Encontramo-nos a meio de mais um Campeonato Europeu de Futebol. Independentemente do desfecho para a seleção portuguesa, eis um bom pretexto, num momento em que a nossa esfera mediática é de novo invadida – ainda mais do que o costume – por intermináveis horas não só de transmissão futebolística como de análise sobre tudo o que se passa dentro e fora do terreno de jogo, para nos perguntarmos sobre o sentido da nossa interminável fascinação por este fenómeno. Faço-o aqui na forma de uma brevíssima leitura do interessante livro Em que Pensamos Quando Pensamos em Futebol, escrito pelo filósofo Simon Critchley.
Um fenómeno omnipresente
O futebol é um fenómeno social de abrangência ímpar. Em sociedades como a nossa, é um tema cujo interesse transcende classes e géneros, tornando-se o grande ‘desbloqueador de conversa’ e fator de agregação ou identificação, sobretudo se a vossa filiação futebolística for contextualmente minoritária.
Parte do interesse do livro de Critchley é o de pôr um filósofo crítico (desses tão habituados à arte de pensar e à crítica social, incluindo da alienação) a dissertar sobre o futebol, essa realidade tradicionalmente tão desconsiderada pelos meios intelectuais.
A sua grande originalidade é fazê-lo de um ponto de vista fenomenológico, entendendo-se a adaptação livre desse método, nas palavras do autor, como “a descrição daquilo que se nos revela na nossa existência quotidiana (…) [para] tornar explícito aquilo que está implícito na nossa experiência” (pp. 27-29). Trata-se, portanto, de um livro escrito na perspetiva de um espetador profundamente apaixonado pelo jogo – e, no caso de Critchley, pelo Liverpool – e que pretende, simultaneamente, captar-lhe a essência e criticar-lhe os efeitos perniciosos.
Da crítica…
Esta obra identifica bem algumas das contradições de base do futebol. A mais fundamental enuncia-se facilmente. O entorno do futebol é atravessado por diversas dinâmicas altamente criticáveis, e Critchley elenca “capitalismo, mercantilização, colonialismo, nacionalismo, psicologia de massas, patriarcado e codificação legal da violência” (p. 179), assinalando que também pode facilmente tender para o autoritarismo (p. 176) ou, acrescentemos, por via da manipulação dos afetos e da identificação tribal, para o populismo – ainda se lembram de como entrou Berlusconi na política?
Mas, simultaneamente, na realidade alternativa que cria (e que, perversamente, faz com que por vezes menorizemos realidades que não aceitaríamos noutras esferas, fruto da paixão que por vezes tolda o juízo) cria comunidade através de uma fruição partilhada.

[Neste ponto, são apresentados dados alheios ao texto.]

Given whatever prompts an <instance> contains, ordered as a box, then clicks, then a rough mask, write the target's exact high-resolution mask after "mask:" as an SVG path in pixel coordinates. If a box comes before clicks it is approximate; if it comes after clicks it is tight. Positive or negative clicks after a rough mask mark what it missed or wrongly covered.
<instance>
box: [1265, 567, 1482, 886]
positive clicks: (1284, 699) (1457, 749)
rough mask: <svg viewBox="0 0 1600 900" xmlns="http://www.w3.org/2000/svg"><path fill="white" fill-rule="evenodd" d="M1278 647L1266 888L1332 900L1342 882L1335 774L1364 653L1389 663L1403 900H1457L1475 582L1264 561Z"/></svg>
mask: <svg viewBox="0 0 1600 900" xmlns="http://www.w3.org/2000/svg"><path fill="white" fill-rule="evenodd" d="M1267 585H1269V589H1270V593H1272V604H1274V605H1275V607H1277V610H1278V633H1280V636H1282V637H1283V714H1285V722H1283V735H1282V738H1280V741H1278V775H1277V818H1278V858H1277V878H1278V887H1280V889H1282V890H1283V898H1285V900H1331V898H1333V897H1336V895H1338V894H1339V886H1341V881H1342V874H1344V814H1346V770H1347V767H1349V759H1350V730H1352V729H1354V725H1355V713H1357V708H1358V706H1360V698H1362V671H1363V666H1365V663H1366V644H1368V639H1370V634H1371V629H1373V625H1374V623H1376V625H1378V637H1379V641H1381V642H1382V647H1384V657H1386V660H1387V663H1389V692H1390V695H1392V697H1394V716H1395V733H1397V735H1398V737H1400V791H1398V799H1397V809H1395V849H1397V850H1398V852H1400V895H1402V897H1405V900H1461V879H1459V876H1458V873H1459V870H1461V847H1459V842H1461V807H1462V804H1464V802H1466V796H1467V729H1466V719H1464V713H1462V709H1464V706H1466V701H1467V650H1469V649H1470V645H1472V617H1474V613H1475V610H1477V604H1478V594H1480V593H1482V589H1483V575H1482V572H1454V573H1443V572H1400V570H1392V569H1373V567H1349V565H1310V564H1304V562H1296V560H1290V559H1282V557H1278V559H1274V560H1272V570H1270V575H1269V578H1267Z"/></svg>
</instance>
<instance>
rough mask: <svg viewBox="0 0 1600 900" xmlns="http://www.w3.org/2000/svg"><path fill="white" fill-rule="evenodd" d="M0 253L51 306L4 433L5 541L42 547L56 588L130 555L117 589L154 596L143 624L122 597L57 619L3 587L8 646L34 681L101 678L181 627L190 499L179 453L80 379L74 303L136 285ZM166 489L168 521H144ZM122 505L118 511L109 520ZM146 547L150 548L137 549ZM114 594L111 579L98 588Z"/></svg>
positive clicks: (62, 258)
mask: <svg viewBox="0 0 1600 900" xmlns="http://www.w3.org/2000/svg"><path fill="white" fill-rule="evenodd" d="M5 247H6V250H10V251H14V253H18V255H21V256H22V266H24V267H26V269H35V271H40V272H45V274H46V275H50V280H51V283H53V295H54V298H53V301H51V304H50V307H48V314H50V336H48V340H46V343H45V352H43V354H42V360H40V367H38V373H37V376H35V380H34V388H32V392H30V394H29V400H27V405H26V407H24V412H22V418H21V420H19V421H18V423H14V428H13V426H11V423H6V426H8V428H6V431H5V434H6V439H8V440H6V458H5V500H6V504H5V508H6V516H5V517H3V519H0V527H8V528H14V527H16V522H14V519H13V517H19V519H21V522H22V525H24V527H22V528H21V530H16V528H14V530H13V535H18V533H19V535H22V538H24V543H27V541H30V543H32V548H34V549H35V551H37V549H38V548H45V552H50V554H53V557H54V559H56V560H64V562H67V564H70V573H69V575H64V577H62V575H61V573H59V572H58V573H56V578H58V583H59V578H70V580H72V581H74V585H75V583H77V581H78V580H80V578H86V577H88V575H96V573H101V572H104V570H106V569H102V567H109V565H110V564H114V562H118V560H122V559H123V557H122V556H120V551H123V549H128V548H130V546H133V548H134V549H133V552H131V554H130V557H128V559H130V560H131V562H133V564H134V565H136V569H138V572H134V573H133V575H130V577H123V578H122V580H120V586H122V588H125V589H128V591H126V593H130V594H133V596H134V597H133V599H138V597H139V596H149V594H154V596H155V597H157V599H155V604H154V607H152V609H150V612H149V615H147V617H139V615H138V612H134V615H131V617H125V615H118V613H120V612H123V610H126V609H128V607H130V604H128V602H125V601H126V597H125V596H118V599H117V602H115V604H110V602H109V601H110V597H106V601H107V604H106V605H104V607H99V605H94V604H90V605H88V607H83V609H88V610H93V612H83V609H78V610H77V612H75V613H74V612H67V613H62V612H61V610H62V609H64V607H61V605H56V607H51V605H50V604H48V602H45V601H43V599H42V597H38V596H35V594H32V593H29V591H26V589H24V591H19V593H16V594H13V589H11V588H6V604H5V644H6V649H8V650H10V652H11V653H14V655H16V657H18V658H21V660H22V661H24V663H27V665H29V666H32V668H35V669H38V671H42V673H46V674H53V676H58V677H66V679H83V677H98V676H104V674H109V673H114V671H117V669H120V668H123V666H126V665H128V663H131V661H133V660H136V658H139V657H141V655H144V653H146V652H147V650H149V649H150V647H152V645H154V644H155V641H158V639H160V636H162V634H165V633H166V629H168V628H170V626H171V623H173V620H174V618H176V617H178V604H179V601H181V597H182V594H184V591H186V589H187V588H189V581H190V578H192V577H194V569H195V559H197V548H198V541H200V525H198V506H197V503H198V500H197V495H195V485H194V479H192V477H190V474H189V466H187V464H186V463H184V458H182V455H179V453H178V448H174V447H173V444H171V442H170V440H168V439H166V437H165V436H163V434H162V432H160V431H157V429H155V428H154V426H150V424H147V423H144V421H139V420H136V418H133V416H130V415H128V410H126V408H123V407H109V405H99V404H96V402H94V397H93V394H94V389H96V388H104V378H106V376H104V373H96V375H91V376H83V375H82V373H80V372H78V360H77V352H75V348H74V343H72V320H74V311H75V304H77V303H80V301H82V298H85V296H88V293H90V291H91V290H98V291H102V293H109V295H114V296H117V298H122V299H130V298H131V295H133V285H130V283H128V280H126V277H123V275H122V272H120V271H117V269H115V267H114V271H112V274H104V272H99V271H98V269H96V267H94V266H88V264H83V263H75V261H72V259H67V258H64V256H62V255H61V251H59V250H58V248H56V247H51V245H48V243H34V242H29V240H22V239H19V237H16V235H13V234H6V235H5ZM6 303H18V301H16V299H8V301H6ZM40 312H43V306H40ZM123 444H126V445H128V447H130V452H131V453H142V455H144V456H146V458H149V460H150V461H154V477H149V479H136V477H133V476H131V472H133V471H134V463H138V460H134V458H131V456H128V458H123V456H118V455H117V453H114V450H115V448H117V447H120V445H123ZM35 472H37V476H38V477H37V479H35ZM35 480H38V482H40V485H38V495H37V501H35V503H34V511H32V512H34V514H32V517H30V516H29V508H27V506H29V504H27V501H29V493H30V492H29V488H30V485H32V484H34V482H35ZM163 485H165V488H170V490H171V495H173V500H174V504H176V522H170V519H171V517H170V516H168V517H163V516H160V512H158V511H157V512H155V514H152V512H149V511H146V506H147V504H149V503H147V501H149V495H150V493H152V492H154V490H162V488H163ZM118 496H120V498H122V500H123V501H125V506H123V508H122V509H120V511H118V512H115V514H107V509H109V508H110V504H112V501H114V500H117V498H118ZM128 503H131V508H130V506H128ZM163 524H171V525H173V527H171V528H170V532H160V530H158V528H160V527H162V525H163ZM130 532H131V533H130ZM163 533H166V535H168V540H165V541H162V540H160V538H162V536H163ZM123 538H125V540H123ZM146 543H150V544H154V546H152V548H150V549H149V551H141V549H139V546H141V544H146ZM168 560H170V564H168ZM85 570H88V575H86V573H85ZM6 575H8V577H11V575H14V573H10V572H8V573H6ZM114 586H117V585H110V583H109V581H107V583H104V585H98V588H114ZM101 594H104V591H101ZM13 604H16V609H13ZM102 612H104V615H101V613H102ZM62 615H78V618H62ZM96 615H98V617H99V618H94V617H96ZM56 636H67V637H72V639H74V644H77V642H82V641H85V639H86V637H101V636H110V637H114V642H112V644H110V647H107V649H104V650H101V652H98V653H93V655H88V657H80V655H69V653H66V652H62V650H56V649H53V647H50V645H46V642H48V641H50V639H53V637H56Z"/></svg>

Para Critchley, o futebol tem, assim, uma componente de “estupidez”, refletida, por exemplo, no culto dos objetos, como as camisolas (p. 97), ou nas superstições. Mas essa está mesclada com uma racionalidade muito específica. Na apreciação de Critchley “há uma genuína inteligência em funcionamento quando se é adepto de futebol” (p. 113) já que os adeptos de futebol são muitas vezes “especialistas no seu conhecimento”, o que implica a existência de discussões informadas e críticas (Ibid.).
… à utopia
Critchley acredita que “o futebol proporciona acesso privilegiado a noções duradouras sobre o que significa ser humano no mundo” (p. 31) e isso explica parte do seu fascínio. Entre elas está a experiência da colaboração em equipa ou a do envolvimento no jogo pelo jogo (p. 57) mas, também, da parte do espetador – e Critchley considera que “um jogo sem fãs é uma espécie de erro categorial” (p. 85) –, “uma imersão no sublime dos cânticos e da multidão sem a qual o jogo não estaria completo” (pp. 84-85).
Em última instância, e até pelo seu caráter excessivo, a paixão suscitada pelo futebol é vista como “uma certa loucura e utopia” (p. 101), mistura entre “a aversão a tudo o que tem de ser rejeitado e deleite” (p. 179) na experiência partilhada. Não podemos deixar que o deleite nos impeça de criticar o que tem de ser criticado. Mas, durante os 90 minutos, deixemos a bola rolar.